Thursday

With the advent of next generation high resolution telescopes, our understanding of how the magnetic field is organized in the internetwork photosphere is likely to advance significantly. We aim to evaluate the extent to which we can retrieve accurate information about the magnetic vector in the internetwork photosphere using inversion techniques. We use snapshots produced from high resolution (25x25x14 km) three-dimensional magnetohydrodynamic (MHD) simulations and employ the Stokes inversions based on response functions (SIR) code to produce synthetic observables in the same near infrared spectral window as observed by the GREGOR Infrared Spectrograph, which contains the highly magnetically sensitive photospheric Fe I line pair at 15648.52 Å and 15652.87 Å. We then use a parallelized wrapper to SIR to perform nearly 14 million inversions of the synthetic spectra to test how well the ‘true’ MHD atmospheric parameters can be constrained statistically.

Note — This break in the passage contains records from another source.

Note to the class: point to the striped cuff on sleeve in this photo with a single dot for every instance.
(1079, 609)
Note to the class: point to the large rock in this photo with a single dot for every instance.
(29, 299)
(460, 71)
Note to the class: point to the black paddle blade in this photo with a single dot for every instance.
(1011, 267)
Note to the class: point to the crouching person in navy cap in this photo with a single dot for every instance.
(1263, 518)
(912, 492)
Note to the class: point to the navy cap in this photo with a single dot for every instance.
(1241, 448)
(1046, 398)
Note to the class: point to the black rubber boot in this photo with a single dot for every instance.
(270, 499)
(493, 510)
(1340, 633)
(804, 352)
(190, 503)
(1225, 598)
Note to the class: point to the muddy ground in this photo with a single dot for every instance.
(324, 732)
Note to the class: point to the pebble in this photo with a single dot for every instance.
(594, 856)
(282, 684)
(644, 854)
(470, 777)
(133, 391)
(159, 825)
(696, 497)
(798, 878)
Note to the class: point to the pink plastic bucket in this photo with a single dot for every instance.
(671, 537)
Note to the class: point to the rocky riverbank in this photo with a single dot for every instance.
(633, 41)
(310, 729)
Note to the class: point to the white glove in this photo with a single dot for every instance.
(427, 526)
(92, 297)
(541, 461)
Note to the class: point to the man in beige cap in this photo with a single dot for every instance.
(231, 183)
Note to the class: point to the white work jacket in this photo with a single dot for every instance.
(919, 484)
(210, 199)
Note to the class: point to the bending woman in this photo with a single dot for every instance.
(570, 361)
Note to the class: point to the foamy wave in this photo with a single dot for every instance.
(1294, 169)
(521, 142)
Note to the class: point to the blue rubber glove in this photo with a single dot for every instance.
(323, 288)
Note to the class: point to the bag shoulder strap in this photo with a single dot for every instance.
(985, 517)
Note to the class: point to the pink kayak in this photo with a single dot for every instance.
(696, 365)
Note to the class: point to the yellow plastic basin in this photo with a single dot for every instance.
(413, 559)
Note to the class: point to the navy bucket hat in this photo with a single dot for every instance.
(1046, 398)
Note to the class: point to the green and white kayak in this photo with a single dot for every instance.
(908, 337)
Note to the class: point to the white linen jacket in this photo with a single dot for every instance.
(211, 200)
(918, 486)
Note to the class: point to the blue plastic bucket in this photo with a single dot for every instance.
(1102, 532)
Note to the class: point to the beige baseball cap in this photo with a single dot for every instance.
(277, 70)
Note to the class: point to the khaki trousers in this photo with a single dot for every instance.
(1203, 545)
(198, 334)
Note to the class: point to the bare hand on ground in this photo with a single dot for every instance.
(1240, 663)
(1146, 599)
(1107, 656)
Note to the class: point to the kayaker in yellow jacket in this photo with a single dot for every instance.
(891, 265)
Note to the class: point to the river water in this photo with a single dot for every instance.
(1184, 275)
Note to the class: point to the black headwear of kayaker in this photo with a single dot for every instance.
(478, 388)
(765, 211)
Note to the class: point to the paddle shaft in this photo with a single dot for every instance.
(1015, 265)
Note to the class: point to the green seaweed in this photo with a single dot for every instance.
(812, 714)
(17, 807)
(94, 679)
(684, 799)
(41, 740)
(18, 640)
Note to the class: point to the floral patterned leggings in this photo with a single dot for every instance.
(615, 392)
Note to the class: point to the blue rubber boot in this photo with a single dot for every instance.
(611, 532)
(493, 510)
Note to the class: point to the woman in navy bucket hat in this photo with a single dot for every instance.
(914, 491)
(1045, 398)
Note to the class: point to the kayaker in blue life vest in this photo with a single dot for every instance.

We find that the depth-averaged parameters can be very well recovered by the inversions, and by adding simple gradients to magnetic field strength, inclination and line of sight velocity we show the extent to which we can constrain these parameters at various optical depths. Finally, we degrade the synthetic spectra spectrally and spatially to GREGOR resolutions and examine how this influences real observations, considering the impact of stray light and noise in particular. We discuss how our results should be interpreted to help guide future observers at GREGOR and also the considerations that must be made for DKIST-era observations.